Blue Jasmine (2013)
An impeccably-crafted, beautifully-acted film about greed, deception and love, Woody Allen’s Blue Jasmine finds the director in fine form indeed. The picture has some of its roots in the financial crisis and in stories of people like Bernie Madoff, whose penchant for theft and criminality apparently went unnoticed by his wife.
On Allen’s stage, however, the drama is more domestic and less broad. His is a story of slightly smaller but no less important things, of love and family and the things that separate the relationships we want from the relationships we have. Populated by brilliant characters and an excellent sense of melodrama, this is one of his best films in years.
Cate Blanchett stars as Jasmine, the former wife of Hal Francis (Alec Baldwin). When the audience first meets her, her life is in shambles. Hal’s crooked business dealings put him in prison, where he eventually meets his end, and Jasmine is on her own. She moves in with her sister Ginger (Sally Hawkins) to get back on her feet.

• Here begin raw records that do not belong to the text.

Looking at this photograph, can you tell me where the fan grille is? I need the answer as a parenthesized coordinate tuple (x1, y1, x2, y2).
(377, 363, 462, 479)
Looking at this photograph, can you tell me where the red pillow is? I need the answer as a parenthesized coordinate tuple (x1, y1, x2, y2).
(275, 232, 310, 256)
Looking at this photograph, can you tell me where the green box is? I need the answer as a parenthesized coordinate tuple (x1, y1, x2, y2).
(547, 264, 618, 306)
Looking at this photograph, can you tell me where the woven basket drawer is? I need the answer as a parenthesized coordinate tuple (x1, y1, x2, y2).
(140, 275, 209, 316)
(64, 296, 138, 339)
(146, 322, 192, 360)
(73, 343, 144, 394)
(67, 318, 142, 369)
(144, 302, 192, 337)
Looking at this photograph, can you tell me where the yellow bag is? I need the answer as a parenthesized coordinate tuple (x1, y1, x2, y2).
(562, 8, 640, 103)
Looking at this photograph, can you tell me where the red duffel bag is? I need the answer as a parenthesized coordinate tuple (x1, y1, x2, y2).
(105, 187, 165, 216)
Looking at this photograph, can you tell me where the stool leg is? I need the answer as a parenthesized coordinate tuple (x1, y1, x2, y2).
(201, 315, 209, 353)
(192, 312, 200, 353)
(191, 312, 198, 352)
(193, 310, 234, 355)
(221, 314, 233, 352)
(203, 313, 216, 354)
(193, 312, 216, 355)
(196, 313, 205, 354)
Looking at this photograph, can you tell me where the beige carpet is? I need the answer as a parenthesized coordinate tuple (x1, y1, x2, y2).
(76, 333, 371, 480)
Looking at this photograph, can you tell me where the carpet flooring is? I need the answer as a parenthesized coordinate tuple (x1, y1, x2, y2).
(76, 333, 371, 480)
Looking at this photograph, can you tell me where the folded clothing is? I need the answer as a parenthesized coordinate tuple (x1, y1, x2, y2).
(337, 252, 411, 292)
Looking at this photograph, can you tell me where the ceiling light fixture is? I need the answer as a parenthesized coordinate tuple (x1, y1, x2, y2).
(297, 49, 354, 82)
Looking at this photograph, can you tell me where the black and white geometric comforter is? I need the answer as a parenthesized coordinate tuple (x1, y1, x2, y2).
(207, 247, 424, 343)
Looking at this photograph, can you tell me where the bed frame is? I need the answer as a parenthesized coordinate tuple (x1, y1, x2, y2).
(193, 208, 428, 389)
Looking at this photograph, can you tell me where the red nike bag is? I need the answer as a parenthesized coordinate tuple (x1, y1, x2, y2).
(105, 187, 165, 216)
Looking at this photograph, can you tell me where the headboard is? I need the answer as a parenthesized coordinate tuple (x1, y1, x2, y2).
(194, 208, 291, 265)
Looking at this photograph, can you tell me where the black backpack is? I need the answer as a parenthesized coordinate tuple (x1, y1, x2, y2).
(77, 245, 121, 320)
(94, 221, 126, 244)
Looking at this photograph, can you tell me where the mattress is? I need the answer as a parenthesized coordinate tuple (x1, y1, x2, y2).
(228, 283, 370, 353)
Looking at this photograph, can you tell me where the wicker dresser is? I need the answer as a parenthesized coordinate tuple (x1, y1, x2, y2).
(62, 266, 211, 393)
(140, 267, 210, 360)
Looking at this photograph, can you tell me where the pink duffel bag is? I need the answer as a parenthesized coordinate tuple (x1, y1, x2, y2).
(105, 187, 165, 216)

Unfortunately for Jasmine, life with Ginger and Ginger’s boyfriend (Bobby Cannavale) is less than up to her loftier standards. She begins to fray around the edges, to put it kindly, and her mental state deteriorates further. She attempts a run at a job and a college course in computers in order to study interior design online, but these avenues lead her to further despair.
Blanchett’s portrayal of Jasmine is stupendous. Her character is complex in her elegance and helplessness. She would be almost likeable if she wasn’t so insistent on deceiving others in her arrogance. Allen wisely doesn’t force the audience to root for her; he instead allows us to observe her attempts at piecing things together and we draw our own conclusions.
In the midst of Jasmine’s personal journey is the unavoidable broader context of what pundits might call “class warfare.” That Ginger is initially married to Andrew Dice Clay’s Augie, a working class stiff who lost all his money to Hal in an investment scam, is no accident. The comic is the ideal Brooklyn character and he is terrific in the role.
Louis C.K. also populates the world of Blue Jasmine with more working class edge. His character sweetly dates Ginger (until what seems like an inevitable revelation for this tale of woe) and is an “audio engineer.” Juxtapose his character against the hopeful romantic interest of Jasmine, another wealthy society type (Peter Sarsgaard), and the picture of class distinction emerges.
But what Allen does with the picture is compelling. He narrows the lens and focuses on the sisters. Ginger and Jasmine were adopted and came together from different families, which is a key element in their separation and togetherness. They are literally from dissimilar stock, which has Ginger tiptoeing around an inferiority complex and Jasmine constantly looking down on her sister’s realm.
This is really the enthralling point for the character of Jasmine. She is crushed by loneliness and wants to be heard. She, in one of the movie’s best scenes, talks at Ginger’s kids while babysitting and runs down her sad tale. She talks to a woman on a plane who accidentally engages her in conversation. But best of all, she talks to herself constantly.
Is she mentally ill? Perhaps. Jasmine takes Xanax with vodka constantly, which makes sense given the quality of her friends and relationships. She suffers anxiety and panic attacks, but her defensive mechanisms are so amped up that she never lets anyone inside her world long enough.
Allen’s view of things is positively cynical, as they should be in these times, and there is little that is cheery about Blue Jasmine. There are many comic moments, but these come coated in a sense of despair and sadness. Things go wrong, constantly, and the tide of what could best be termed justice takes on a personal slant.
Jasmine is a victim in her way, but she also victimizes after the truth is revealed about her husband. She passes down her haughty expectations to others, holds others to her standards and insists that the world comports with her view. She does this to the point of deceiving someone who really could care about her, thus ruining her chances yet again.
Blue Jasmine is a wonderful motion picture. It is Allen in his glory. It is filled with sharp observations and remarkable characters. It boasts a phenomenal set of performances, especially from Blanchett, and should rank as one of the best movies of 2013.